Purpose. To investigate the mechanisms responsible for the dilatation of rat retinal arterioles in response to arachidonic acid (AA). Methods. Changes in the diameter of isolated, pressurized rat retinal arterioles were measured in the presence of AA alone and following pre-incubation with pharmacologic agents inhibiting Ca²⁺ sparks and oscillations and K⁺ channels. Subcellular Ca²⁺ signals were recorded in arteriolar myocytes using Fluo-4-based confocal imaging. The effects of AA on membrane currents of retinal arteriolar myocytes were studied using whole-cell perforated patch clamp recording. Results. Arachidonic acid dilated pressurized retinal arterioles under conditions of myogenic tone. Eicosatetraynoic acid (ETYA) exerted a similar effect, but unlike AA, its effects were rapidly reversible. Arachidonic acid-induced dilation was associated with an inhibition of subcellular Ca²⁺ signals. Interventions known to block Ca²⁺ sparks and oscillations in retinal arterioles caused dilatation and inhibited AA-induced vasodilator responses. Arachidonic acid accelerated the rate of inactivation of the A-type Kv current and the voltage dependence of inactivation was shifted to more negative membrane potentials. It also enhanced voltage-activated and spontaneous large-conductance calcium-activated K⁺ (BK) currents, but only at positive membrane potentials. Pharmacologic inhibition of A-type Kv and BK currents failed to block AA-induced vasodilator responses.
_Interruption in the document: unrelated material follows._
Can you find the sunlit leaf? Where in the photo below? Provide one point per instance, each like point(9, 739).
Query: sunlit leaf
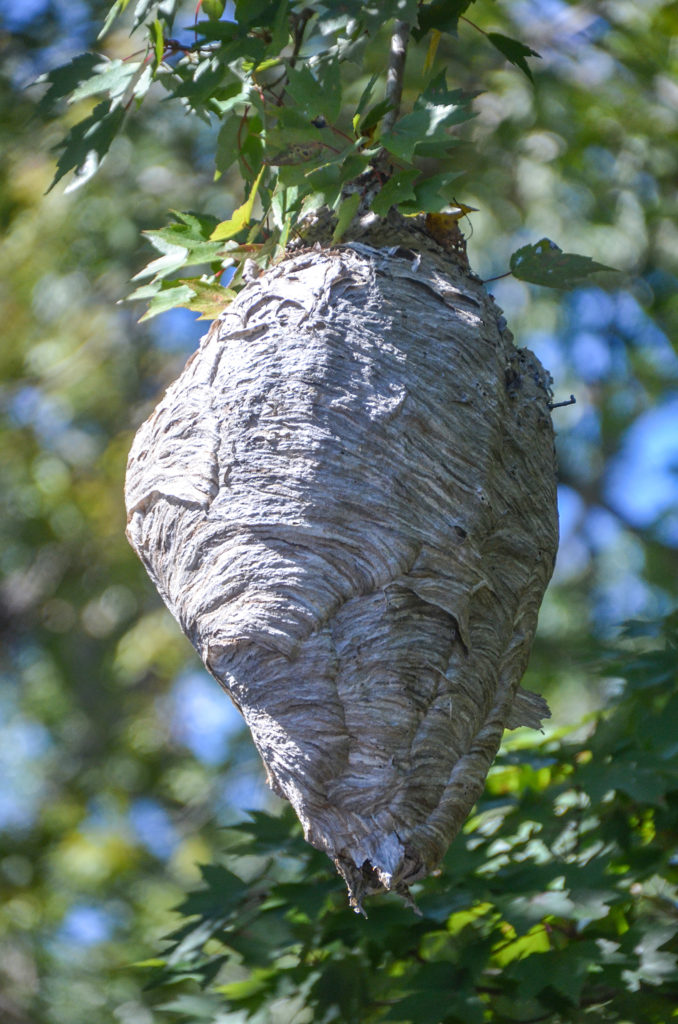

Arachidonic acid suppressed L-type Ca²⁺ currents. Conclusions. These results suggest that AA induces retinal arteriolar vasodilation by inhibiting subcellular Ca²⁺-signaling activity in retinal arteriolar myocytes, most likely through a mechanism involving the inhibition of L-type Ca²⁺-channel activity. Arachidonic acid actions on K⁺ currents are inconsistent with a model in which K⁺ channels contribute to the vasodilator effects of AA.